At first I thought I would go to Juarez, but along the way, I heard people saying that going to a smaller town might make it easier to sneak across the border. When part of the caravan broke off to come to Naco, I came with them—since Grandmother Banker’s family was coming here too.

By then it was almost time for my baby to be born. I decided trying to cross the border right then would be too risky. So I used my money to buy a tiny house, not much more than a shack, but that’s where Xavier and I have lived since the day he was born. Grandmother Banker’s family managed to make it across the border, but the coyote taking them said she was too old and wouldn’t be able to walk fast enough.

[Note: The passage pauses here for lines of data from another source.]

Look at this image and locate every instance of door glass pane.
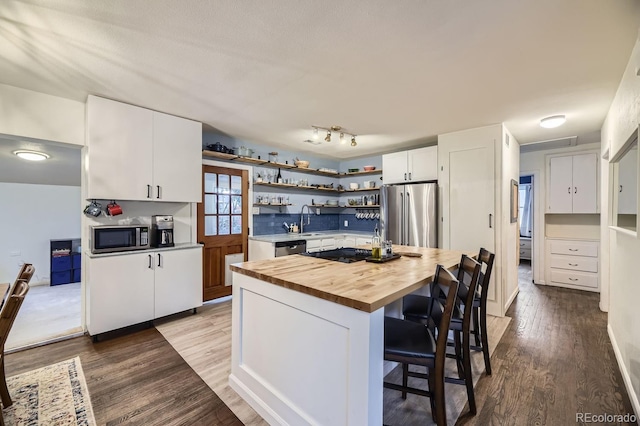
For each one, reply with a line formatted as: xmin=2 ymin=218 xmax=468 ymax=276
xmin=205 ymin=216 xmax=217 ymax=236
xmin=205 ymin=194 xmax=217 ymax=214
xmin=204 ymin=173 xmax=217 ymax=193
xmin=218 ymin=195 xmax=230 ymax=214
xmin=231 ymin=196 xmax=242 ymax=214
xmin=232 ymin=215 xmax=242 ymax=234
xmin=219 ymin=216 xmax=230 ymax=235
xmin=231 ymin=175 xmax=242 ymax=195
xmin=218 ymin=175 xmax=230 ymax=194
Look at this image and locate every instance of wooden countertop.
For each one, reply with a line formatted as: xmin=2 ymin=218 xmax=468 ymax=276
xmin=230 ymin=246 xmax=475 ymax=313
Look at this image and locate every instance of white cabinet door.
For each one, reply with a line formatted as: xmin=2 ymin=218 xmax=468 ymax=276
xmin=571 ymin=153 xmax=597 ymax=213
xmin=548 ymin=156 xmax=573 ymax=213
xmin=343 ymin=238 xmax=356 ymax=247
xmin=154 ymin=248 xmax=203 ymax=318
xmin=618 ymin=148 xmax=638 ymax=214
xmin=408 ymin=146 xmax=438 ymax=182
xmin=153 ymin=112 xmax=202 ymax=202
xmin=87 ymin=96 xmax=154 ymax=201
xmin=356 ymin=237 xmax=372 ymax=246
xmin=87 ymin=253 xmax=155 ymax=335
xmin=321 ymin=238 xmax=336 ymax=250
xmin=382 ymin=152 xmax=408 ymax=184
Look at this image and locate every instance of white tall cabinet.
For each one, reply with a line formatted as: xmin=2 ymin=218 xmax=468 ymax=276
xmin=547 ymin=153 xmax=598 ymax=213
xmin=87 ymin=95 xmax=202 ymax=202
xmin=382 ymin=146 xmax=438 ymax=184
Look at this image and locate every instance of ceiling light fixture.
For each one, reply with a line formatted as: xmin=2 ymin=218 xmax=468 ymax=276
xmin=13 ymin=150 xmax=50 ymax=161
xmin=540 ymin=115 xmax=566 ymax=129
xmin=311 ymin=125 xmax=359 ymax=147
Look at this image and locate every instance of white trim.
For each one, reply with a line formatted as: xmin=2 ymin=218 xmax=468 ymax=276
xmin=608 ymin=225 xmax=637 ymax=238
xmin=608 ymin=324 xmax=640 ymax=418
xmin=520 ymin=169 xmax=543 ymax=284
xmin=504 ymin=286 xmax=519 ymax=312
xmin=229 ymin=374 xmax=287 ymax=426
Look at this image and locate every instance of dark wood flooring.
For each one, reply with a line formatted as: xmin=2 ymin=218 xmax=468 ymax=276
xmin=456 ymin=261 xmax=636 ymax=425
xmin=4 ymin=327 xmax=242 ymax=426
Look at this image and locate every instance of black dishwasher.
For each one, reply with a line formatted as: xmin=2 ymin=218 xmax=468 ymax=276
xmin=274 ymin=240 xmax=307 ymax=257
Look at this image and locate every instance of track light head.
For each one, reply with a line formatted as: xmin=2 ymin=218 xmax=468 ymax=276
xmin=350 ymin=136 xmax=357 ymax=147
xmin=325 ymin=131 xmax=331 ymax=142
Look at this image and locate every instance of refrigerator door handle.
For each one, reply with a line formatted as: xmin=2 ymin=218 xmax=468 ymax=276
xmin=400 ymin=192 xmax=404 ymax=245
xmin=406 ymin=191 xmax=411 ymax=245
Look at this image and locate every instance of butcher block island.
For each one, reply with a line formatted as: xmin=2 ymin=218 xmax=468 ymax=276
xmin=229 ymin=246 xmax=473 ymax=426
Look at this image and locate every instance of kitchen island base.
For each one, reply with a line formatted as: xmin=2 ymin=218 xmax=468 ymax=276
xmin=230 ymin=273 xmax=384 ymax=425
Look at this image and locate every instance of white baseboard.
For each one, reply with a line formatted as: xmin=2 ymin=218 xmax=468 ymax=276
xmin=607 ymin=324 xmax=640 ymax=418
xmin=228 ymin=373 xmax=286 ymax=426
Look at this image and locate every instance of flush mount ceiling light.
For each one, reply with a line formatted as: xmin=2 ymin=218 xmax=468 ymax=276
xmin=13 ymin=150 xmax=50 ymax=161
xmin=540 ymin=115 xmax=566 ymax=129
xmin=311 ymin=125 xmax=358 ymax=147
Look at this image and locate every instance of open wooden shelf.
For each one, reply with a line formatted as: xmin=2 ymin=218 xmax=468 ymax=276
xmin=203 ymin=150 xmax=382 ymax=177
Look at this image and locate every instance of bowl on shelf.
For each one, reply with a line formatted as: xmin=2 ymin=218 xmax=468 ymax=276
xmin=363 ymin=165 xmax=376 ymax=171
xmin=348 ymin=168 xmax=359 ymax=173
xmin=295 ymin=160 xmax=310 ymax=168
xmin=349 ymin=182 xmax=359 ymax=190
xmin=327 ymin=200 xmax=338 ymax=206
xmin=363 ymin=181 xmax=376 ymax=189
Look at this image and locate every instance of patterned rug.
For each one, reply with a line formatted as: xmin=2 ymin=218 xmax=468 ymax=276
xmin=3 ymin=356 xmax=96 ymax=426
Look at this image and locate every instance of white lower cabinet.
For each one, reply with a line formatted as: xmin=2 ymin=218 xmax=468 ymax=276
xmin=87 ymin=247 xmax=202 ymax=335
xmin=545 ymin=238 xmax=599 ymax=291
xmin=356 ymin=237 xmax=373 ymax=246
xmin=307 ymin=238 xmax=335 ymax=252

He refused to take her. Once her family left, she ended up staying with me and helped with the baby. She died of Covid in 2022. I still miss her.

Elena paused her narrative long enough to wipe a tear from her eye, and Joanna could tell that she had come to love the old woman who had befriended and helped her on the difficult journey north.

Detective Howell, who had been silent throughout most of the interview, spoke up, only now Jaime was the one doing the translating.

“When is the last time you saw your son?”

That would be Friday a week ago. Fridays are usually busy for me, and I don’t let Xavier stay in the house when I have...guests, so I would give him some food and send him outside to play. That night when my company left, Xavier was nowhere to be found. I looked for him for hours but couldn’t find him.

“Did you report him missing?” Deb asked.

Elena shook her head.

People like me don’t go to the police with our troubles. Policemen are not our friends. I was afraid they would accuse me of doing to Xavier what my stepfather did to me—selling him to traffickers.They’re here, you know, even in Naco. And that’s what I suspected when I couldn’t find him—that the traffickers had gotten him.